© BELGA

Treinen rijden alweer minder stipt

Op twee derde van de grote lijnen ging de stiptheid van de treinen dit jaar achteruit. “Het is dramatischer gesteld dan de officiële cijfers aangeven.”

Jef Poppelmonde

De pendelaars die ­elke dag tussen Gent en Brussel met de trein reizen, voelden het allicht al. Sinds begin dit jaar reed een derde van alle treinen op hun lijn tijdens de spitsuren met een vertraging van meer dan zes minuten. Een op de zeven treinen kwam meer dan elf minuten te laat, bijna een op de tien meer dan een kwartier, of de trein kwam zelfs niet.

Tussen de stations van Namen en Brussel bedroeg de stiptheid in de spits afgelopen jaar 60 procent. De lijn van Antwerpen richting de hoofdstad scoorde met 78 procent uitzonderlijk goed. De lijn Kortrijk-Brugge prijkt bovenaan met negen op de tien treinen die minder dan zes minuten te laat kwamen. Maar de globale tendens is negatief. Op zestien grote lijnen is de stiptheid dit jaar afgenomen, op slechts zeven ging ze erop vooruit. “Onaanvaardbaar”, vindt ­minister van Mobiliteit François Bellot (MR). Hij dringt aan op actie. “Als de tendens niet keert, zal dat binnenkort impact hebben op het loon van de topmanagers van de NMBS. Hoe minder stipt de treinen rijden, hoe minder loon zij zullen krijgen.”

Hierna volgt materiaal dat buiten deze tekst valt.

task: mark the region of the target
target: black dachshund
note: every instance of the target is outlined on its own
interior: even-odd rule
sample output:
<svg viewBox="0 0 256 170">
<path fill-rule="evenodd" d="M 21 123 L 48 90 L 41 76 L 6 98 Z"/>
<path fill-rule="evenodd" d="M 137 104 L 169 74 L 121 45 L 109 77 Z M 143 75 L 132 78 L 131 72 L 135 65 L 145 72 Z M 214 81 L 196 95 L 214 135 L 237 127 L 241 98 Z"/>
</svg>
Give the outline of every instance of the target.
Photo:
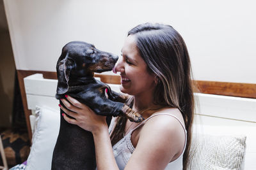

De data hierboven zijn gebaseerd op vertragingsattesten die de NMBS zelf uitgeeft. Ze werden geanalyseerd door de reizigersvereniging TreinTramBus, haar Franstalige tegenhanger Navetteurs en de consumentenorganisatie Test Aankoop. Hun rapport schetst een ander beeld dan de ­officiële cijfers van de NMBS en Infrabel. In de nieuwste versie daarvan, die dateren van oktober, lezen we dat de stiptheid over het hele net sinds ­begin 2018 gemiddeld 87,6 procent bedraagt. Maar volgens de data van de reizigers­organisatie haalden slechts twee van de 23 grote lijnen dat niveau. “Het is dramatischer gesteld dan de officiële cijfers doen vermoeden”, zegt Stefan Stynen, de voorzitter van TreinTramBus. “Die stroken niet met de dagelijkse ervaringen van de reizigers.”

Defect materieel

Beide rapporten zijn even correct, maar baseren zich op verschillende parameters. Zo telt het spoorbedrijf een vertraging alleen als een trein te laat in het eind­station binnenrijdt. Maar vaak is vertraging in Brussel opgebouwd en wordt ze op het tweede deel van het traject goedgemaakt. Zo kan een rit van Brussel naar bijvoorbeeld Luik officieel wel stipt rijden, maar komen de reizigers van Brussel naar Leuven wel te laat aan. De reizigersvereniging rekent ook alleen treinen tijdens de week mee, die voor woon-werkverkeer – en dus in de strijd tegen de files – belangrijk zijn.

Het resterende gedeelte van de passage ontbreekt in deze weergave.